The governor and the CFT melded their competing tax-hike proposals into one vehicle that will increase the income tax rate on top earners to a national high of 13.3 percent and raise the state sales tax by a quarter percent. While some have pointed out correctly that burgeoning unfunded state teacher-pension liabilities will eat up much of the new revenue for education, almost no one has acknowledged the massive spending obligations that are coming down the pike courtesy of the Obama-supported national standards-and-testing regime.
When Mr. Obama dangled federal “Race to the Top” grant money in front of the states in exchange for the states adopting new national standards and testing, most states quickly agreed to dump their existing state standards and tests. Like a lemming, California joined the mad rush, discarded its highly praised state academic-content standards, accepted the comparatively less-rigorous national standards, and now finds itself heading over a fiscal cliff. The state ended up not getting the “Race to the Top” money, and instead has received an expensive bill to implement the new mediocre standards.

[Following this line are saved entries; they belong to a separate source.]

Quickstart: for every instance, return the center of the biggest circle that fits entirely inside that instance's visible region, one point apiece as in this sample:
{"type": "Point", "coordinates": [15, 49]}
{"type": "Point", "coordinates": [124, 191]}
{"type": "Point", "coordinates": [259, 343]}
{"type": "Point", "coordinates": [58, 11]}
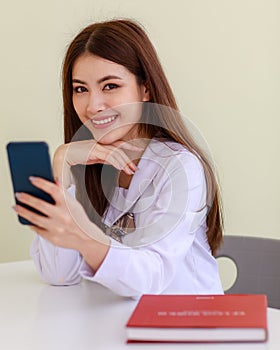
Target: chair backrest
{"type": "Point", "coordinates": [258, 266]}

A just-released study co-sponsored by the Boston-based Pioneer Institute and the Pacific Research Institute (PRI) finds that the national standards will impose huge new costs such as teacher re-training. So, for instance, teachers who have been used to teaching traditional subjects like algebra and geometry will now have to teach nebulously labeled courses entitled Integrated Math I, II and III. Based on the number of teachers in California, the study estimates that “initial core training for teachers in all California schools would cost approximately $627.6 million.”
The Washington Post notes that besides math, “There will be many changes in other subjects that schools will have to adjust to.” Also, new textbooks aligned to the national standards must be purchased and new testing systems created. Not only is there no evidence that these changes will raise student achievement, the cost of implementing them will be enormous.

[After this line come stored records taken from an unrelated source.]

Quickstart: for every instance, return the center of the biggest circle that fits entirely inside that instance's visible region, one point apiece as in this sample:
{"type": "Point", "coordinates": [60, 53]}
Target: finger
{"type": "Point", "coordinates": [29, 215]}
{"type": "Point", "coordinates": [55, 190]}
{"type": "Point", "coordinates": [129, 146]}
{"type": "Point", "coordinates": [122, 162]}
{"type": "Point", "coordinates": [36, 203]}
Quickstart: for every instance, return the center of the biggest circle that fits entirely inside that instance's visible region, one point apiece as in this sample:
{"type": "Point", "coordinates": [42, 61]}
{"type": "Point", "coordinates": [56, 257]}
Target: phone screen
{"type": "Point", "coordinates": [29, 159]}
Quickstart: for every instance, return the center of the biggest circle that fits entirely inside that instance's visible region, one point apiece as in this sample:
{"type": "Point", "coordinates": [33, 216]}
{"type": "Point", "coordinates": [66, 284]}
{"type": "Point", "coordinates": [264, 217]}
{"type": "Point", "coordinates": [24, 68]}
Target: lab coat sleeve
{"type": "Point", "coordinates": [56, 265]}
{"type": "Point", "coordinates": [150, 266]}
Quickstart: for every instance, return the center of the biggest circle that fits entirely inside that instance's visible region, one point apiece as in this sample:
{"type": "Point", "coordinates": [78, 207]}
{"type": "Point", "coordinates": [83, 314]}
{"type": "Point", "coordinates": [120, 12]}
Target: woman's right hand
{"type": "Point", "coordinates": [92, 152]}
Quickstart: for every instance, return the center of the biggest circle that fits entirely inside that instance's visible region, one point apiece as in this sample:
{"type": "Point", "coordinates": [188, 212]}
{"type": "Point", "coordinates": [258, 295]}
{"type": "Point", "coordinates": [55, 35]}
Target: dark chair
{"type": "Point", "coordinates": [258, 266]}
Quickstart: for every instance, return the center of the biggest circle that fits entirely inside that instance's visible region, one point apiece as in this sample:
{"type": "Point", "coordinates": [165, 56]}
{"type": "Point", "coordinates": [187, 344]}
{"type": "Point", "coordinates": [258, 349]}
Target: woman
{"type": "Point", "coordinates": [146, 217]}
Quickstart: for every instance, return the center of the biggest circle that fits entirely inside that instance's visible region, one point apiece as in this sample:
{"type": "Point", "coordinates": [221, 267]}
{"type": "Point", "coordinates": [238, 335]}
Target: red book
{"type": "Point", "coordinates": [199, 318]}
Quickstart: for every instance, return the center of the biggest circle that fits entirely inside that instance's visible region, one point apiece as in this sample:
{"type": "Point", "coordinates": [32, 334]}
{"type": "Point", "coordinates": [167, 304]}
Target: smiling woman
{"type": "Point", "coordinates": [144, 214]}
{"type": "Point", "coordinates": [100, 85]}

The cost for new instructional materials is estimated to be $483 million. Annual price tag for the new tests would be $35 million. Further, as the Pioneer-PRI study points out, because the new tests “will be available exclusively as an online assessment, many California schools would need to make substantial expenditures in technology infrastructure and capacity.” The study projects “that California schools would need to make an initial one-time investment of about $418.5 million in computers and other infrastructure as well as additional annual expense, assuming a testing window comparable to current state policy.”
Add up all these varied costs and the one-time price tag for California to implement the national standards and tests comes to more than $1.5 billion. Many of the component costs, however, will continue year after year. The study, therefore, estimates a seven-year cost to California of nearly $2.4 billion. Nationally, for all participating states, the seven-year cost is estimated to be a whopping $15.8 billion.
Governor Brown claims that his proposed tax increases are needed to save education in California. However, a big chunk of any new tax revenues will go to fund a massive change in the state’s education system that has received little scrutiny, public debate or research support. Before Californians vote for higher taxes, they should ask what they are paying for and if it’s worth the price.